Yeah, really. For the department I know which requires every firefighter to become a medic, if anyone wants to have lots of patient contact, they're not going to get much competition. Otherwise, everyone does the minimum amount of time on the bus, and winds up deferring to the most senior medic present when it's an engine response to a medical call. And engine responses are really common.
 
Sorry about my absence.

EMT's are not first-aiders, as I had to point out the other way around recently ("First responder" and first aiders are NOT EMT's, get out of my equipment kits!").

"First aid" supplies are devoid of airways, traction splints, oxygen apparatus, BVM's, suction, spinal immobilization devices, and poirbably a few I don't remember. At least they ought to be, since first aid training does not cover those areas. (I have seen off the store shelf first aid kits with antihistamine and aspirin tablets, the old Johnson and Johnson "S"-tube oral airways [can you say "gag me"?], ipecac, "burn cream" and other stuff over the years, but they do not conform with first aid training.

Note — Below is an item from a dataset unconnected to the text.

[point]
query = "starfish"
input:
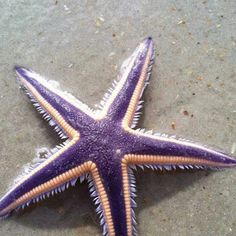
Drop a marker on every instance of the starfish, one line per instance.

I guess this subject is too complicated for those other people. "Phaff!" I say.
 
I have seen off the store shelf first aid kits with antihistamine and aspirin tablets, the old Johnson and Johnson "S"-tube oral airways [can you say "gag me"?], ipecac, "burn cream" and other stuff over the years, but they do not conform with first aid training.

You want scary old first aid kits? I once found one in my grandmother's house that included morphine, as well as codeine mixed with another drug which I can't remember at the moment. Everything expired well before I was born. God knows where she got it, but she was in the habit of bringing drugs back from vacations to exotic places after they became prescription-only in America.
 
Seaglass, good thing she wasn't arrested!!

Give those out and you'll NEED more paramedics.